“It’s only a short distance,” Dick answered, yelling at the top of his voice.

At a brisk canter, they passed the place of the recent ambuscade, soon afterward following the trail across an open meadow in the very teeth of the storm. For a moment a white, driving curtain of snow almost suffocated them. Only with difficulty could they drive their ponies into it.

“We’re licked!” shouted Sandy. “I dread to think of waiting for anyone in this blizzard. The pack-train will never be able to start tonight.”

When they had gained the woodland again, it was almost impossible to make out their surroundings clearly. Overhead was a gray impenetrable blur.
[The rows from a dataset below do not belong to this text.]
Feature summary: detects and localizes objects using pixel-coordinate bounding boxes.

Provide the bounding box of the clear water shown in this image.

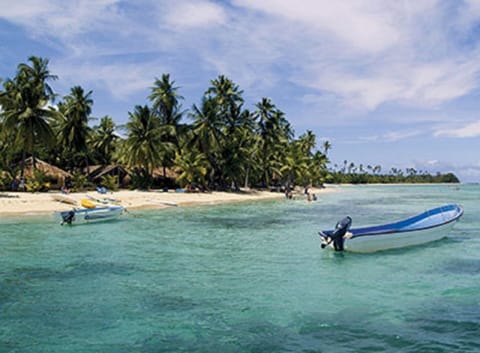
[0,185,480,353]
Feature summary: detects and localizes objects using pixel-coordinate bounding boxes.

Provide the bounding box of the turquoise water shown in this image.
[0,185,480,353]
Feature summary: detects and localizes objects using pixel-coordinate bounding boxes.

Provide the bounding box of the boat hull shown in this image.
[344,223,454,253]
[320,204,463,252]
[56,206,124,224]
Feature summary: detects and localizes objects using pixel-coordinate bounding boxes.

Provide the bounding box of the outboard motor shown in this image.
[61,211,75,226]
[331,216,352,251]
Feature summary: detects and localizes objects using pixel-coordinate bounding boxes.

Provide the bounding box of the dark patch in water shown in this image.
[441,259,480,276]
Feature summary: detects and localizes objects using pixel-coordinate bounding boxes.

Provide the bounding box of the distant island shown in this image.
[0,56,458,191]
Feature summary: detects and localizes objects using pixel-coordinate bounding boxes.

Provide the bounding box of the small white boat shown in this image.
[52,194,78,205]
[56,206,125,225]
[319,204,463,252]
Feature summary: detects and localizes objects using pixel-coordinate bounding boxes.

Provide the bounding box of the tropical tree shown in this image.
[123,105,165,184]
[148,74,184,176]
[90,115,119,164]
[0,56,57,177]
[59,86,93,174]
[175,151,209,186]
[255,98,293,186]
Within the shelter of the trees, when Dick, straining his eyes against the whirling particles of snow, endeavored to get his bearings, he could see scarcely fifty yards ahead. Somewhere off to the right was Settlement House River. Judging from the distance they had already come, they must be close to their destination right now.
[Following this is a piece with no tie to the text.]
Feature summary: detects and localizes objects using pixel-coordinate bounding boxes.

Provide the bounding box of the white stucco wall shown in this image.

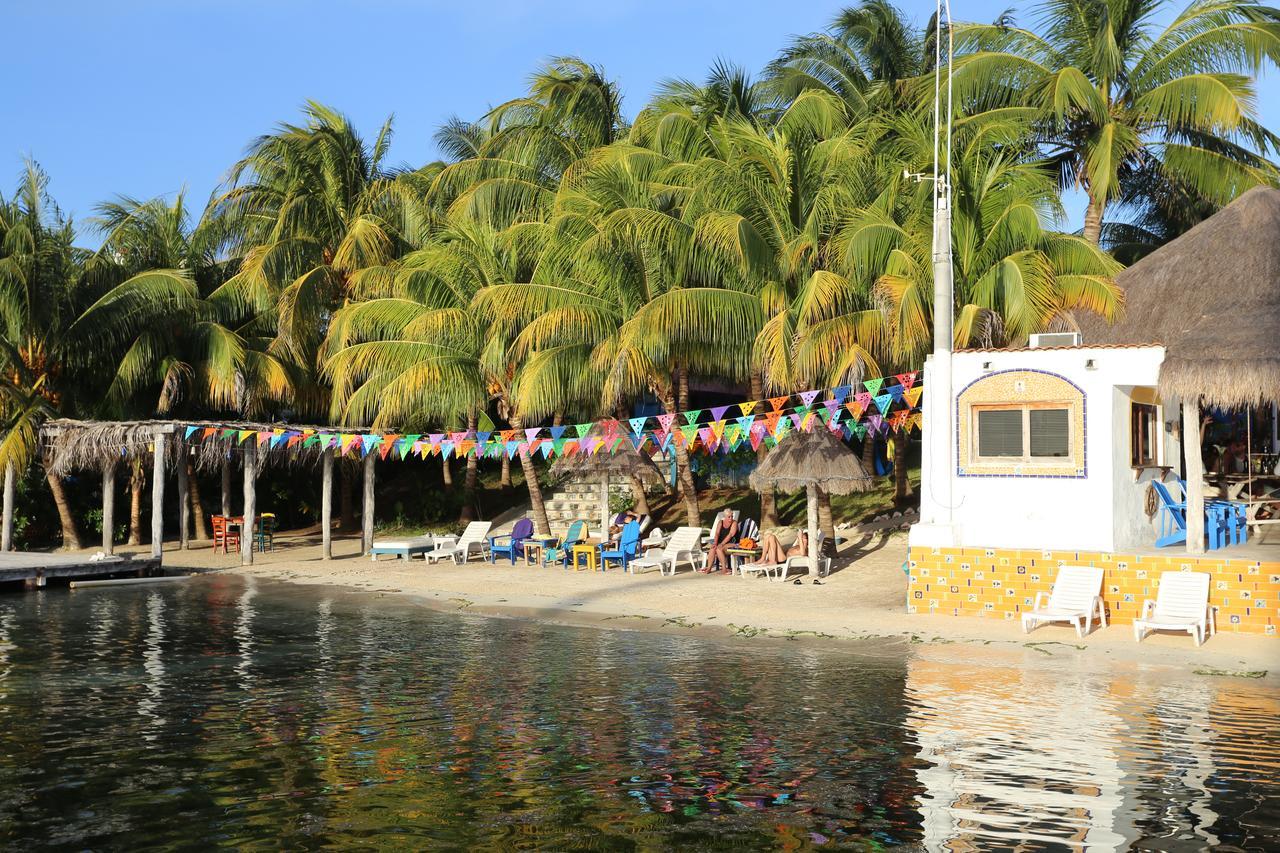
[911,346,1164,551]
Dick drew up his horse sharply, calling a halt. His two chums came closer.

“I think we’ve gone far enough,” was Sandy’s opinion, as they sat huddled on their tired mounts, looking into each other’s apprehensive eyes. “My suggestion is to leave the trail here and strike off to the right in the direction of the river. What do you think, Toma?”

The guide did not immediately reply. His face was calm and expressionless. There was no outward manifestation of his secret, inner emotions. Just then he was not thinking of the bend in the river at all. Indeed, he had become so absorbed in his own thoughts that he was scarcely conscious even of the presence of his two companions. At that particular moment his mind was concentrated on a matter of extreme importance. He gazed sombrely at the trail at their feet, across which, plainly visible in the freshly fallen snow, were the imprints of moccasined feet.

Only a few minutes before someone had passed that way. The quick mind of the guide reverted to the shooting of Constable Pearly. From ambush, a man had deliberately shot down the mounted policeman. Were these tracks, which he saw now, made by that selfsame man? Was the half-breed planning a second attack?

Toma did not wish to alarm Dick and Sandy needlessly. Yet he was possessed of a feeling—intuitive perhaps—that the near presence of the man boded no good to them. If it was the same person who had wounded Constable Pearly, it was reasonable to suppose that he would not hesitate to draw a gun upon them.

It was a predicament indeed—and one fraught with danger. The footprints led away in the same direction that Sandy now proposed to go. It would be foolhardy for the three of them to take a chance. Turning the problem over and over in his mind, Toma came to a decision.